Ikkare Kottiyoor Temple
Kottiyoor Siva temples, an ancient pilgrimage destination in North Kerala, is situated in the peaceful hilly area of the Western Ghats. On the opposite banks of the Bavali River situate two temples, Akkare Kottiyoor and Ikkare Kottiyoor. Akkare Kottiyoor opens only for twenty-eight days during Vaishakhamahotsavam - the annual festival of the temple, which falls in the months of May-June. During that time, Ikkare Kottiyoor remains closed.
The history of the temple is associated with Daksha Yaga. According to Hindu mythology, Dakshaprajapathi, not pleased with his daughter’s marriage to Lord Shiva, decided to conduct a Yaga [sacrifice] at this place without informing his daughter Sati Devi and Lord Shiva. Sati Devi unaware of his intention, visited the yagabhumi, the site, but was insulted by her father. Hurt and humiliated, she committed suicide with her yogashakti [spiritual power]. Distraught and enraged by this act, Lord Shiva did the Thandavanritham [destructive dance] as Veerabhadra and decapitated Daksha. Lord Brahma, Lord Vishnu and other gods came to pacify Lord Shiva. Later, Shiva replaced Daksha’s head with a goat’s head. Hence this place is said to have the divine presence of the Trinity – Lord Brahma, Lord Vishnu and Lord Shiva.

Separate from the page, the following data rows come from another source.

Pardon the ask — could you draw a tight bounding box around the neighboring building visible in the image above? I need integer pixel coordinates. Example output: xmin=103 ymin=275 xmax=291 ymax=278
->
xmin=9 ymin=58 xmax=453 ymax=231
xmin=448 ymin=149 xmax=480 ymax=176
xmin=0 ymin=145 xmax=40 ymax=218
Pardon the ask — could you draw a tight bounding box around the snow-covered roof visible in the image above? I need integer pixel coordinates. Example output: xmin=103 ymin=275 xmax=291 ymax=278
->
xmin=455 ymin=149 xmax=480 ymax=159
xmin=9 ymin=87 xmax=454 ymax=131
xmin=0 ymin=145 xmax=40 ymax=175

The restoration of the temple took place during the time of Shankaracharya, and rituals of the festival were set out by him. Ikkare Kottiyoor is a formal temple complex like any other temple. On the other hand, the Akkare Kottiyoor temple stands in the middle of a pond and does not have any formal structure. The Swayambhoo Shiva Linga is placed on a platform raised with river stones. The Vaishakamahotsavam starts with Neyyattam [ablution using ghee] and ends with Elaneerattam [ablution using tender coconut water] which are special rituals in the temple. Kottiyoor is said to be a place where Nature, man and God become one.